Kinda Like Gallagher Meets Zumanity. But With Much More Penis.
As a fan of pushing the limits, and making the most of one’s talents, I have to admit that while I may not like shows such as “American Idol” and “America’s Got Talent” or “The View”, there is something to be said about taking amateurs with little (and often misguided) vision and strapping them into a vehicle that could rocket them to fame, no matter how lacking they may be in the content department. Sit back and drink in the magic of going from a nobody to having YOUR OWN VEGAS SHOW! Your name in lights… tickets being sold at a deep discount at a kiosk outside of a hotel on the Strip where people stop abruptly to take photos on an overpass amongst the homeless. It’s what dreams are made of. Or at least the outer lying fringes of dreams… but with far more talking animals, strange indoor weather and a smell that you can’t quite put your finger on (and live in fear that you may have stepped in). And, should you recall my earlier dream of becoming a world-class Olympic Figure Skating Choreographer, well, this just builds toward that, my friends.
That said, in keeping the underlying “solo sex tape” theme from a prior post, let’s really stretch this out, and throw down a tribute to Liberace. After all, the man personifies the Vegas of old, so it just feels right. But as a traveling, one-man show that would one day find its way into a theater in Vegas, baby! We set things as a retro-looking piece, inspiring the glory days of that city in the desert, featuring Brian, Master of the Hands-Free Piano. A jaw-dropping spectacle that’s loads of fun for everyone. Can you see it? I can:
“He really works to put the ‘penis’ in ‘pianist’. Really an eye-full!”, raves Variety.
“Re-MEMBER your favorite classics as Brian tickles the ivories with his giggle stick!” —People Magazine
“A festival of testicles… and something else we weren’t sitting close enough to get a really good look at.” Entertainment Weekly
“It was all over so fast. And pretty much all over.” — Clarice Gimbalson, front row, center at the Harrisburg YMCA show
The show, in a nutshell: I take to the stage, riding atop one of the old Siegfried & Roy Tigers, decked-out in roller skates and having a gold-plated chicken on its head (at the matinee shows, we’ll have matching gold-plated chickens). The chorus will rise into an a cappella version of the “Axel F” theme from Beverly Hills Cop, and little custom Skittles, coated to look like Cialis will fall from the ceiling into the crowd. I’ll pound-out classics like “I’ll be Seeing You”, “The Beer Barrel Polka”, and “Love Is a Many Splendored Thing”, and putting my own spin on favorites with versions like “Begin the Big One”, “Everywhere My Love”, and “Spellbound Cockcerto”. We’ll use the intermission as a refractory period, and allow for a costume change (and a cleaning crew to, uh, do their thing). Come to think of it, if we can get Clorox on board, this will be great. Ponder, too, the sheer genius of having the theater lit by blacklight, and then incorporating a laser show… We could do a planetarium tour, and change-up the show with some Pink Floyd. This is going places.
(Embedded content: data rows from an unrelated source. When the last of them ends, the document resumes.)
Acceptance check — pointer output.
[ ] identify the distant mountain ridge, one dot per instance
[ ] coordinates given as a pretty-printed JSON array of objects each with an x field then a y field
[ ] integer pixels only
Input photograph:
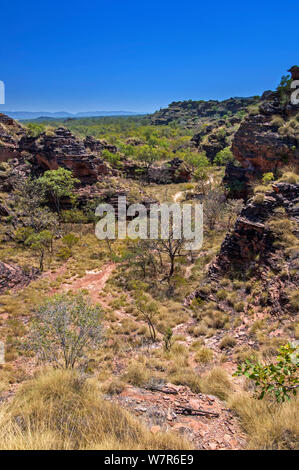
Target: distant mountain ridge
[{"x": 64, "y": 114}]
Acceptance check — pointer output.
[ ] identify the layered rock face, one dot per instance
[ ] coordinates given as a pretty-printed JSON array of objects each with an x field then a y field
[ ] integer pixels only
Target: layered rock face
[
  {"x": 10, "y": 134},
  {"x": 190, "y": 112},
  {"x": 63, "y": 149},
  {"x": 12, "y": 276},
  {"x": 251, "y": 236},
  {"x": 258, "y": 145},
  {"x": 174, "y": 171}
]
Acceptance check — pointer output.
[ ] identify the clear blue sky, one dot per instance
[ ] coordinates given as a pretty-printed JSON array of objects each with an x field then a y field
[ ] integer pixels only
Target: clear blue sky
[{"x": 139, "y": 56}]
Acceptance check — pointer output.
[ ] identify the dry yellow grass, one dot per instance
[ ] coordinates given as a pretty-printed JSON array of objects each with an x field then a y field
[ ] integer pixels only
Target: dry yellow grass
[
  {"x": 269, "y": 426},
  {"x": 59, "y": 410}
]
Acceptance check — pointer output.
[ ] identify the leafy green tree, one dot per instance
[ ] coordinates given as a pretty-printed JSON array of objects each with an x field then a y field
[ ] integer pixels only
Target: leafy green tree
[
  {"x": 267, "y": 177},
  {"x": 194, "y": 159},
  {"x": 202, "y": 177},
  {"x": 29, "y": 207},
  {"x": 69, "y": 241},
  {"x": 41, "y": 243},
  {"x": 58, "y": 184},
  {"x": 149, "y": 311},
  {"x": 223, "y": 157},
  {"x": 65, "y": 329},
  {"x": 280, "y": 378}
]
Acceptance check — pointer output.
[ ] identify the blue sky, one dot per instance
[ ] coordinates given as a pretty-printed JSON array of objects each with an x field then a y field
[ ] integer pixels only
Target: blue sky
[{"x": 140, "y": 56}]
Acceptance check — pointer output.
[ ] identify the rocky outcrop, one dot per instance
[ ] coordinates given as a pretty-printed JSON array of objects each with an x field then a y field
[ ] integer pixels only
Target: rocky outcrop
[
  {"x": 174, "y": 171},
  {"x": 236, "y": 181},
  {"x": 13, "y": 276},
  {"x": 251, "y": 235},
  {"x": 190, "y": 113},
  {"x": 258, "y": 145},
  {"x": 62, "y": 149},
  {"x": 98, "y": 145},
  {"x": 10, "y": 134}
]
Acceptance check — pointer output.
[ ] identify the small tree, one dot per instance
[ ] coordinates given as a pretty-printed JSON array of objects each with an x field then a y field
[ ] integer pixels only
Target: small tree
[
  {"x": 214, "y": 204},
  {"x": 66, "y": 327},
  {"x": 58, "y": 184},
  {"x": 168, "y": 339},
  {"x": 149, "y": 311},
  {"x": 280, "y": 378},
  {"x": 41, "y": 243}
]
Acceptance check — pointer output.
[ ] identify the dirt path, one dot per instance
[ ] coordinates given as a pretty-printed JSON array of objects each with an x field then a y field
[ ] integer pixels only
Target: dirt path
[{"x": 93, "y": 281}]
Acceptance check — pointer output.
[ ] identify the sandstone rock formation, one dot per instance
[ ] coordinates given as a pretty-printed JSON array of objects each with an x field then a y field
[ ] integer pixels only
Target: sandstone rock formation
[
  {"x": 13, "y": 276},
  {"x": 62, "y": 149},
  {"x": 258, "y": 145},
  {"x": 251, "y": 236},
  {"x": 190, "y": 113},
  {"x": 10, "y": 134},
  {"x": 174, "y": 171}
]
Actually, I jumped the gun there. We save the cleaning crew for AFTER the finale, which would be a back-light and laser light spectacular! Sequins and ropey jets all aglow, the relentless pounding of the ivories, a triple-stacked set of grand pianos and a trampoline are but the beginning! Axl Rose will join me in a gut-wrenching duet of “I’m Always Chasing Rainbows”, on which we’ll have to write our own lyrics, but he’s good like that. We’ll drift into a medley, highlighted by my unique spins on classic with “Semen Mixer”, “Brian Rag” and the visual tour de force “El Cockbanchero”, finally closing it all with a reprise and disco remix of “I’ll Be Seeing You”… and a walk through the gift shop, thank you very much.
I want people to think of this as not only a tribute to the days gone by in showbiz, and not just a cross between Zumanity and a Gallagher show from the 1980’s, but a commentary on what people perceive as celebrity. It’s everything that you never imagined Vegas could be.
Ponder the genius of this being televised on New Year’s Eve, and the natural tie-in to the ball drop. Naturally, we’ll have to stage this someplace much warmer than Times Square, but sometimes we have to make concessions. Suck it, Seacrest.